Zero-shot Classification Accuracy: Generally, "zero-shot" refers to any task where the model is asked to make predictions for data it was not trained on. Specifically in the LLM context, the model is asked to rank the probability of two possible sentences. The dataset includes a label for which output human annotators prefer. The model's accuracy is then measured by how often it correctly predicts the human-preferred sentence. This metric is useful for measuring how well the model has learned to model language that humans prefer. As with any other classification task, higher accuracy is better.

For the most part, metrics which involve no annotation are more common, especially on larger corpuses. This includes perplexity, BLEU and all of their variants. On the other hand, accuracy is also standard to report on smaller datasets such as winogrande, super-glue, and glue.

Finetuning

Finetuning is the process of taking a pretrained model and training it on a specific task.

This may involve a more specific dataset. For example, a model pretrained on a large corpus of text can be finetuned on a dataset of movie reviews to better model and detect abnormal reviews. In this case, the model is pretrained on a large corpus of generic text such as Wikipedia, and finetuned on a smaller dataset of movie reviews from IMDB, for example.
This may involve dataset with more specific task. In short, the pretrained model is trained to model language, meaning the model can simply complete text. This is a far cry from the LLMs that we interact with – asking questions, generating summaries, or other instructing the model to perform a language task. To bridge this gap, most LLMs are finetuned using instruction tuning. This is a process we will describe in more detail below; in short, the model is further trained to follow instructions rather than just complete text.
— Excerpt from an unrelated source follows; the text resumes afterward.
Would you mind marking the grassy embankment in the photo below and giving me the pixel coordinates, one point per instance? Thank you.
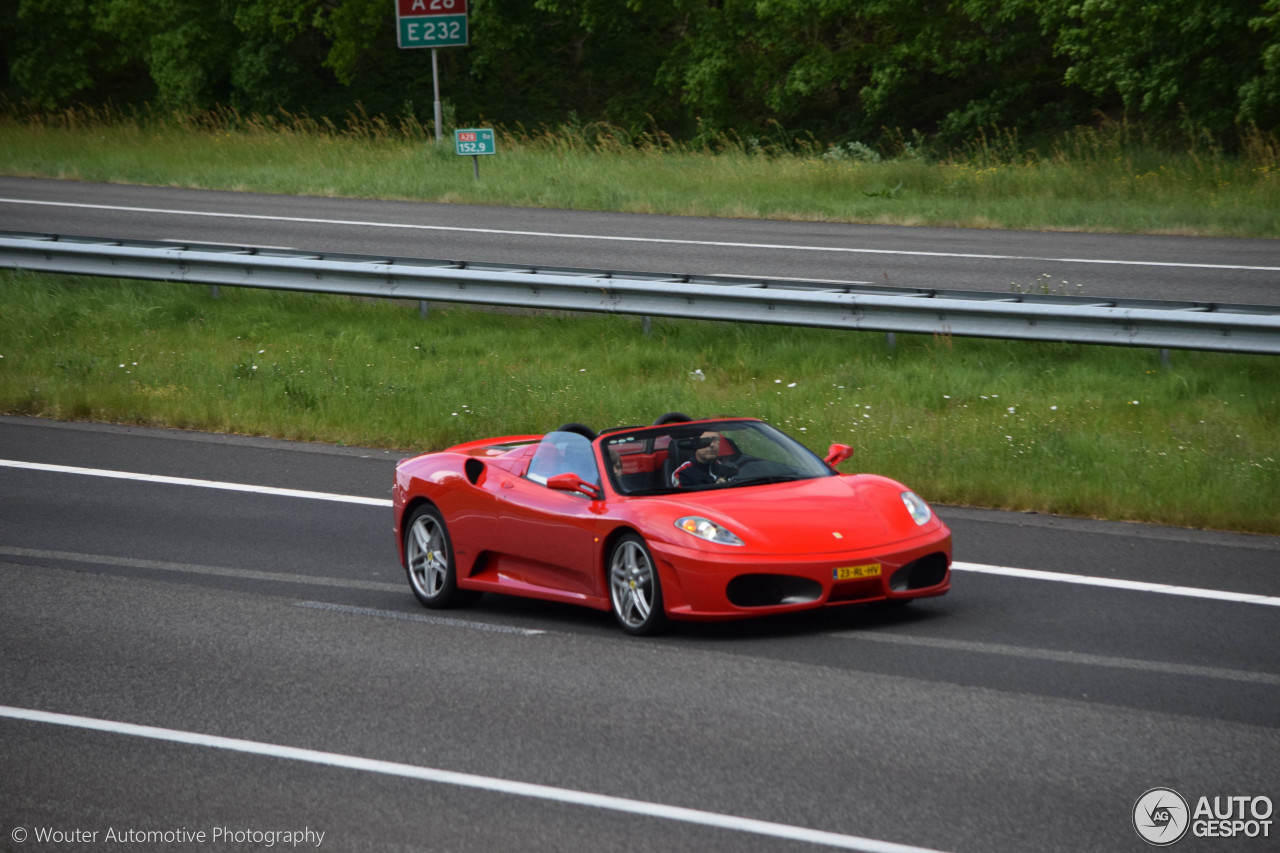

There are a number of different finetuning objectives, but for the purposes of this discussion, we will focus on instruction tuning as it is the most popular and most widely used.

Instruction Tuning

Instruction tuning involves finetuning on natural language datasets, where the input text contains instructions for the task at hand. For example, the input text may be "Is this review positive or negative? Review: I absolutely loved the french fries." There many tasks that a model can be instruction tuned on, such as sentiment analysis as we showed above.

One approach is to simply enumerate these tasks and exhaustively collect datasets to instruction tune your model on, which is what FLAN more or less did – simply collect a large number of smaller-scale datasets that contain instructions and desired outputs. This ranged from the tasks mentioned above to general question-answering, reading comprehension, machine translation, and more.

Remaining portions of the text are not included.